Static Analysis For Gpu Program Performance
Graphics Processing Units
GPUs have become popular due to their high computational power. Data scientists rely on GPUs to process loads of data being generated by their systems. From a humble beginning as a graphics accelerator for arcade games, they have become essential compute units in many important applications. The programming infrastructure for GPU programs is still rudimentary and the GPU programmer needs to understand the intricacies of GPU architecture, tune various execution parameters and optimize parts of the program using low-level primitives. GPU compilers are still far from the automation provided by CPU compilers where the programmer is often oblivious of the details of the underlying architecture. In this work, we present light-weight formal approaches to improve performance of general GPU programs.
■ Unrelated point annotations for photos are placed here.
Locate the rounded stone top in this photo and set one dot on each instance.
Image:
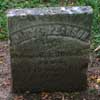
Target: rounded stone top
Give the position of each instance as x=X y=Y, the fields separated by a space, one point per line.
x=50 y=11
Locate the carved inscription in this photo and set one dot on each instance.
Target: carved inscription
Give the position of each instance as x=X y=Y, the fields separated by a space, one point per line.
x=38 y=31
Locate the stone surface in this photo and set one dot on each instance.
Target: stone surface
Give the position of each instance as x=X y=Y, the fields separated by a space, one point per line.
x=49 y=48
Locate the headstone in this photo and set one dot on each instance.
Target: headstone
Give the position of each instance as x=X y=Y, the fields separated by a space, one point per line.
x=49 y=48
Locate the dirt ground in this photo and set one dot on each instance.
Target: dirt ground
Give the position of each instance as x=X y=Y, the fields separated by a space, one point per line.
x=92 y=93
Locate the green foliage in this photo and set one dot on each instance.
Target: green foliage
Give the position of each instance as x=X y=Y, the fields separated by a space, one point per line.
x=8 y=4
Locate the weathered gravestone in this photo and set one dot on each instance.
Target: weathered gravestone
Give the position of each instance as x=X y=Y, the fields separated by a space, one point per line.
x=49 y=48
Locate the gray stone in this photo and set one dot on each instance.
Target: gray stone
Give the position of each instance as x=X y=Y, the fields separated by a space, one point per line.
x=49 y=48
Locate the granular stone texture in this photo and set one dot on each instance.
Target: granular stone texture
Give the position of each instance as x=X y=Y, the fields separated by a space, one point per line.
x=49 y=48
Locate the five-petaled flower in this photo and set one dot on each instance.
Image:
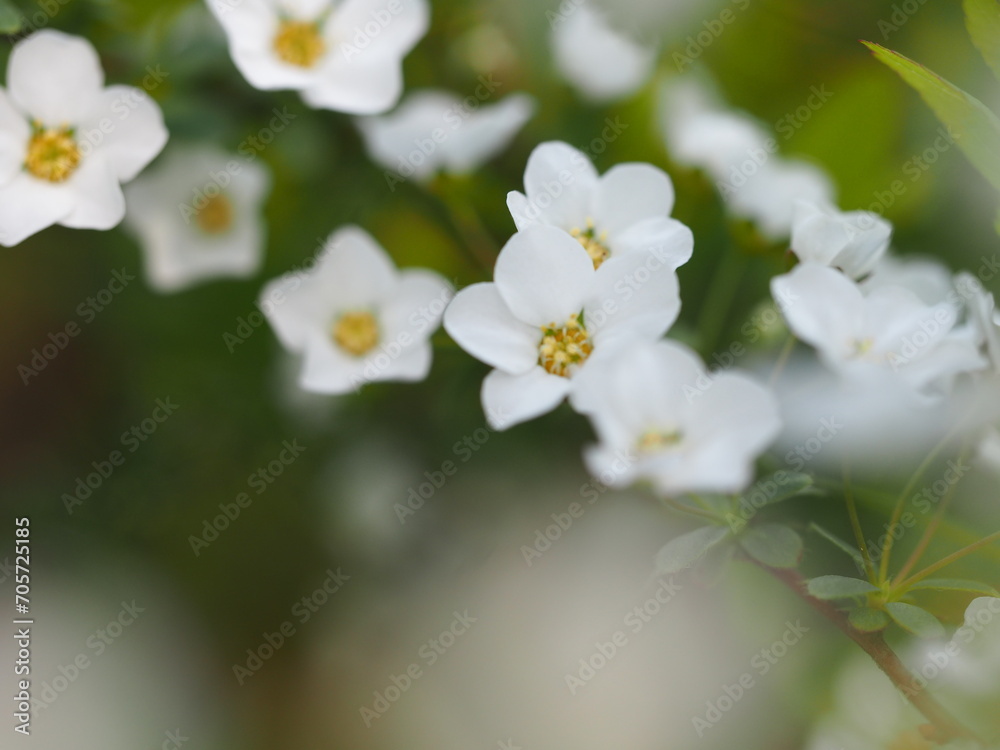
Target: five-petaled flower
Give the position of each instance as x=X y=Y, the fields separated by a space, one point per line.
x=549 y=315
x=355 y=318
x=66 y=141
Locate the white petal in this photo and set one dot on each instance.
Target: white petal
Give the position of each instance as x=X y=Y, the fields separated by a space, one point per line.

This enables our tools to be fast, correct and accessible to everyone. We present three works. First, we present a compile-time analysis to identify uncoalesced accesses in GPU programs. Uncoalesced accesses are a well-documented memory access pattern that leads to poor performance. Second, we present an analysis to verify block-size independence of GPU programs. Block-size is an execution parameter that must be tuned to optimally utilize GPU resources. We present a static analysis to verify block-size independence for synchronization-free GPU programs and ensure that modifying block-size does not break program functionality. Finally, we present a compile-time optimization to leverage cache reuse in GPU to improve performance of GPU programs. GPUs often abandon cache reuse-based performance improvement in favor of thread-level parallelism, where a large number of threads are executed to hide latency of memory and compute operations. We define a compile-time analysis to identify programs with significant intra-thread locality and little inter-thread locality, where cache resue is useful, and a transformation to modify block-size which indirectly influences the hardware thread-scheduler to improve cache utilization. We have implemented the above approaches in LLVM and evaluate them on various benchmarks. The uncoalesced access analysis identifies 111 accesses, the block-size independence analysis verifies 35 block-size independent kernels and the cache reuse optimization improves performance by an average 1.3x on two Nvidia GPUs. The approaches are fast and finish within few seconds for most programs.